Mason is 10 miles south of Red Lion on 741. The first phase of Union Village, a planned community between Red Lion and Mason, expected to grow to 12,000 residents and 4,500 homes over 30 years, is under construction.
So far, Red Lion remains relatively undeveloped despite a state road project at what was a five-pointed intersection.
A United Dairy Farmers gas and convenience store has been added since this project.
Oberer Land Developers is building a 70-home subdivision just north of the Red Lion on 741. Prior to this, Red Lion had “not had any significant residential development” since 2010, according to the study.
“There is a need to create maximum density zoning in the Hunter-Red Lion area. The area is recognized as predominately agrarian and the residents often reinforced their desire to retain that character,” the study recommended.
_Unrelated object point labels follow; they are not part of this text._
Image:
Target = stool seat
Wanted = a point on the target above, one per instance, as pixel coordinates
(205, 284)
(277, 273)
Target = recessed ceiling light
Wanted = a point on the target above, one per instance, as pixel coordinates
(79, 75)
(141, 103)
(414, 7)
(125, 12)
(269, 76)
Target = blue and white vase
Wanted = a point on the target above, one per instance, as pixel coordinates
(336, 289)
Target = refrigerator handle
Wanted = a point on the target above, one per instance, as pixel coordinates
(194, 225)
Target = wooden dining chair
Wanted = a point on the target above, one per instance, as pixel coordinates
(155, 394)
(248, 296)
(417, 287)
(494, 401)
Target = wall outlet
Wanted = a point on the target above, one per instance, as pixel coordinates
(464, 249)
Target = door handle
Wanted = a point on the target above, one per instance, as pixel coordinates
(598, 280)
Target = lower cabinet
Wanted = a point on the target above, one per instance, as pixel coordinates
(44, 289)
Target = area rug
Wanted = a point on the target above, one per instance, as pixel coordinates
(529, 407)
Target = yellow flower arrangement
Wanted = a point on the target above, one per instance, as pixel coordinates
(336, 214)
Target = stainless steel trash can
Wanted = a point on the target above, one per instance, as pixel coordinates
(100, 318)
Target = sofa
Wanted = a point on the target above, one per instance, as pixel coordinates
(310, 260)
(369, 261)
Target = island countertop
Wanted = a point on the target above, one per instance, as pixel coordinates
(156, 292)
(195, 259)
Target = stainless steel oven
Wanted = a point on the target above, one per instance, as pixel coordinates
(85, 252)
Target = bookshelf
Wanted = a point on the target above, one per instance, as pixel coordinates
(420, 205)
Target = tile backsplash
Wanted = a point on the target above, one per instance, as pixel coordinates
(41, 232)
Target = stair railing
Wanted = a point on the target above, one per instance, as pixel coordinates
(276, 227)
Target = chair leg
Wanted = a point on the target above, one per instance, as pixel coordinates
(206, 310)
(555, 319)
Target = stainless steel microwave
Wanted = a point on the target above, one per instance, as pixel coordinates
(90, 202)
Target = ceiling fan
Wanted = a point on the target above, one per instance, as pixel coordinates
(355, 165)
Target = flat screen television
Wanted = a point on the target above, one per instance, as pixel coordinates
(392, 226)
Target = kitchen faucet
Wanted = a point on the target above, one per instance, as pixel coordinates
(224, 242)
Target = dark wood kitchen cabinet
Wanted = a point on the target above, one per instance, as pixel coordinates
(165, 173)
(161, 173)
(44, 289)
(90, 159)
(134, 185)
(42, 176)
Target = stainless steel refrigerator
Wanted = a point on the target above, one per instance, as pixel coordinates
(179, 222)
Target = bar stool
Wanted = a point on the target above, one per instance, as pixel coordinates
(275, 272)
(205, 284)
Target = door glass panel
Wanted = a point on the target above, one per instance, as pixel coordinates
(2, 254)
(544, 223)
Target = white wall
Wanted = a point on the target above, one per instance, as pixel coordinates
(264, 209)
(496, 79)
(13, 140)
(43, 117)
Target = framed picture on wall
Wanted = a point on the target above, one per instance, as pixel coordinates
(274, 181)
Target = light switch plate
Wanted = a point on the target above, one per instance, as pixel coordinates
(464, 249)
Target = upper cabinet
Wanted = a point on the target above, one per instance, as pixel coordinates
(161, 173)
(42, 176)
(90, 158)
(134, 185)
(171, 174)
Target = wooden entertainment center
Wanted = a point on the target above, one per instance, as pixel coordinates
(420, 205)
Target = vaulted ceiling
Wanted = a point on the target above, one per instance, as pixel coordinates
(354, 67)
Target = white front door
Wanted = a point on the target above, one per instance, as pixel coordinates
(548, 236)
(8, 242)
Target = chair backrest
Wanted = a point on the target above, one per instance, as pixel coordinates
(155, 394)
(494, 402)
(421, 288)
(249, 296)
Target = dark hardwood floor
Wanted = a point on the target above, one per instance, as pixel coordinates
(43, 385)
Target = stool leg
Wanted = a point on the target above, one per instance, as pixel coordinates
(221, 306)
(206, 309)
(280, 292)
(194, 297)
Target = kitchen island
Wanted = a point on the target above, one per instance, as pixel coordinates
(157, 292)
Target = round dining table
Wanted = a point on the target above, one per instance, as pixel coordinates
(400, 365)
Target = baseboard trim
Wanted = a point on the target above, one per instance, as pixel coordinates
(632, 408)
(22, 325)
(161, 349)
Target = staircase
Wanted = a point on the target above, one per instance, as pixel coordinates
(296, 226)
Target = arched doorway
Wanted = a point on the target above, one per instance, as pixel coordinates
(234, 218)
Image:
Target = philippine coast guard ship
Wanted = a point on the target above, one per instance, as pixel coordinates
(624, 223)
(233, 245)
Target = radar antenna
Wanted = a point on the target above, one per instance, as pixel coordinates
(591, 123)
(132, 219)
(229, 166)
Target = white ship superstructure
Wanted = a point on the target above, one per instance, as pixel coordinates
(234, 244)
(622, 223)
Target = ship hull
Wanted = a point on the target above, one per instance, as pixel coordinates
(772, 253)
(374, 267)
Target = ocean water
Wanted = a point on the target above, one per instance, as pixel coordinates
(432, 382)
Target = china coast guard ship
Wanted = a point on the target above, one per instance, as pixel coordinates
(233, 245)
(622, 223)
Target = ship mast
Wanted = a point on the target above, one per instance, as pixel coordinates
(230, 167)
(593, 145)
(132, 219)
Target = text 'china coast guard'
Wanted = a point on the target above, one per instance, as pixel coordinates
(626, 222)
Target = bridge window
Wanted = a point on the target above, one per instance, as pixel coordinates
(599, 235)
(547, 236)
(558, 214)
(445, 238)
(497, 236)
The existing Clearcreek Township zoning districts will need to be updated to reflect the sewer study findings. Industry cannot be located in areas where it is economically unfeasible to run sewer.”
Red Lion and Hunter “experienced strong population growth and development over the past 20 years due to their central location, strong job market and abundant vacant land zoned for residential use. The possible extending of sanitary sewer to Red Lion will also make this area more desirable for growth,” the study said.
Next Clark said he would negotiate a contract for the feasibility study with the consultant. The township has budgeted $15,000 to $20,000, he said.
The contract should be ready for trustee approval next Monday.
“I’d estimate a completed study by late November, early December, realistically,” he said.